In a previous post I wrote about controlling DC motors using an inexpensive integrated circuit. In this post I will explain how you can use a Micro:Bit to control a servo motor (like those used for steering in radio controlled cars) with no extra electronics (other than a secondary power supply)
Servos are a great way of adding another physical dimension to physical computing projects.
In this brief shot, one of our students demonstrates his Micro:Bit controlled (not quite) walking robot, which is powered by servos, to David Cameron at 10 Downing Street.
The process for controlling servos is a little bit peculiar. This is because these ‘hobbyist’ devices pre-date digital electronics.
Servos generally have 3 wires. A control / data line, and two for power supply (+ve and ground)
Servo motors are designed in such a way that the position of the “servo horn” is determined by the ratio of on time and off time in an (approximately) 20 microsecond pulse.
Most servos have 180 degrees of rotation. Lets say a 20 ms pulse begins, we make our data line “on” or “high” for 1.5 ms. (A pulse must always begin with the leading edge of a high).
This would tell our servo to move to the centre (90 degrees). 2 ms would move it to its full extent clockwise (180 degrees) and 1 ms would move it to its least most extent (0 degrees). For the remainder of the “pulse” the signal should be low.
Therefore, varying the length of the on time between 1.000 ms and 2.000 ms will allow us to move the servo to any position we want.
We cannot use the microbit “delay” function to achieve this level of accuracy. It’s lowest resolution is 1ms therefore we can only use it at best to move the servo either all the way one way or all the way in the other but nothing in-between.
Fortunately it is possible by taking advantage of the analogue output of the Micro:Bit. This analogue out is not true analogue, it is pulse width modulation.
With PWM we send a series of high speed on off pulses. The ratio of on to off time makes it appear to receiving electronics that it is receiving varying voltage levels.

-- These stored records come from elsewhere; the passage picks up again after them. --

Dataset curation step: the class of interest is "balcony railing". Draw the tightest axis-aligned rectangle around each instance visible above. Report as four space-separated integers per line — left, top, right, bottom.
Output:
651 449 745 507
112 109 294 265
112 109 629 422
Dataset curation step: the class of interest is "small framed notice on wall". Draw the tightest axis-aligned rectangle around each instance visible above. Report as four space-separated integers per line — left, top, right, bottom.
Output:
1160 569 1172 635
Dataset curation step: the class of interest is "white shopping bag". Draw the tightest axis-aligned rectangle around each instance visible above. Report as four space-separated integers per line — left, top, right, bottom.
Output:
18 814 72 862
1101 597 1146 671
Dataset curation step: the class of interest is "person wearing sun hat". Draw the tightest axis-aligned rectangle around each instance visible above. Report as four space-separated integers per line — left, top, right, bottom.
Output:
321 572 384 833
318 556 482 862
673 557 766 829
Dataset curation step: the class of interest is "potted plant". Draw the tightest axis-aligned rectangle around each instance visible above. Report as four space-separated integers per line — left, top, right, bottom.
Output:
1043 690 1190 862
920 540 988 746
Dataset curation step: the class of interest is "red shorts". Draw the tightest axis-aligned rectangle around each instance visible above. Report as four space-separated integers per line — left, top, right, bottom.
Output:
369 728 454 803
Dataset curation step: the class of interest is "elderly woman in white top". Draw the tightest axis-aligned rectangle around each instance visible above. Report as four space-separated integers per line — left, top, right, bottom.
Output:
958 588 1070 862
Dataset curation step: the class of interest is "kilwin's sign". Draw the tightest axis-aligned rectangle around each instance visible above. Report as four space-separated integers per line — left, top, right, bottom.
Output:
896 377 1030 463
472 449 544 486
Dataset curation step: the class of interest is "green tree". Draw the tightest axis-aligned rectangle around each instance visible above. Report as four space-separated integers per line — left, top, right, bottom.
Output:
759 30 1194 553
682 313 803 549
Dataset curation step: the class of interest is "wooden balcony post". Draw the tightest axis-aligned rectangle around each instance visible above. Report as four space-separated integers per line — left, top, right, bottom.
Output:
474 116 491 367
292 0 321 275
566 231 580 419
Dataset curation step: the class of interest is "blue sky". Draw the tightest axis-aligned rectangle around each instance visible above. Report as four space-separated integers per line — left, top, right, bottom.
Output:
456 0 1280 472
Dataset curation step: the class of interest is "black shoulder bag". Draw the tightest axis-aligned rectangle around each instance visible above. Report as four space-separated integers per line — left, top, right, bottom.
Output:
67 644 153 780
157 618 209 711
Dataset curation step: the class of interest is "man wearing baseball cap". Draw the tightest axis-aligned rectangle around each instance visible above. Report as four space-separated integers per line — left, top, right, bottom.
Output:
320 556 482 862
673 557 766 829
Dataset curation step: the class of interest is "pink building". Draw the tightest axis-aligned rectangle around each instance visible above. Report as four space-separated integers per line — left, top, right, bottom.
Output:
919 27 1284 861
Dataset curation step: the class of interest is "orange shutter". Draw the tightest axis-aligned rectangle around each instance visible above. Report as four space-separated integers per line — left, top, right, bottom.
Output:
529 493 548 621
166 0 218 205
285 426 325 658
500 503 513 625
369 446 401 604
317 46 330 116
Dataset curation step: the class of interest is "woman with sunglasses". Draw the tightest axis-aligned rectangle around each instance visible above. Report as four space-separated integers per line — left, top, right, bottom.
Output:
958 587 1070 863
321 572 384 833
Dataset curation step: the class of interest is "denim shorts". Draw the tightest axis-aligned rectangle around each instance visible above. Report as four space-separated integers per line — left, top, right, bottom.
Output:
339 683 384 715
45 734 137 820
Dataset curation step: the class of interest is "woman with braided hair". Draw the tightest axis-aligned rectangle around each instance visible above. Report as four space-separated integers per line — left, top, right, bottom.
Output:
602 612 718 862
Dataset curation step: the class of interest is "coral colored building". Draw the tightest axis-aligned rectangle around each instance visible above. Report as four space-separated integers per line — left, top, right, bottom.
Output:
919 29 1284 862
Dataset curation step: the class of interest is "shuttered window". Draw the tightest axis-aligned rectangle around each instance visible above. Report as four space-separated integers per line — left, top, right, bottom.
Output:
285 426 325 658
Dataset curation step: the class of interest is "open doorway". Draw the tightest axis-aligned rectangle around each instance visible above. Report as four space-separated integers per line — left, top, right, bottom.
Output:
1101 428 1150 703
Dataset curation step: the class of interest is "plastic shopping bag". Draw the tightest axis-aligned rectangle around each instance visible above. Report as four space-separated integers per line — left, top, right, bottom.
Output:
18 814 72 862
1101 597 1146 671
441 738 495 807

We can take advantage of this feature (credit goes to Andy Huntington at Microsoft for this method)
Let’s assume we have 2 battery packs, a standard 2XAA battery pack for the MicroBit and a second batt(4xAA)ery pack to power the servo.
To connect it up, do the following.
- Cut the plug off the end of the servo wire, separate the 3 wires and strip the insulation from the ends.
- Connect the ground wire from the servo (usually blue / black) to the negative / ground wire from the 4xAA battery pack.
- Connect the +’ve wire from the servo (usually red / orange) to the +’ve wire from the 4xAA battery pack. Important – you MUST insulate this +’ve connection with insulation tape and make sure there is no chance of a short. If you short out the connections from even 4xAA batteries it can generate enough heat to cause a nasty skin burn.
- Connect the ground on the Micro:Bit to the negative / ground connection between 4xAA battery pack and relay. Now insulate this joint too.
- Finally, connect the control wire from the servo (yellow or similar) to one of the Micro:Bit GPIO pins (lets say, pin 0).
We should be able to control the servo now with a few simple lines of code. In Touch Develop:
- Analog write pin 0 (512)
- Analog set period pin 0 (20,000)
This sets up the PWM period of the micro:bit to correspond with the expected 20 ms pulse width.
Now we can write “analogue” values to pin 0, between 35 and 135 (ish) will allow the micro:bit to instruct a servo to any position between 0 and 180 degrees.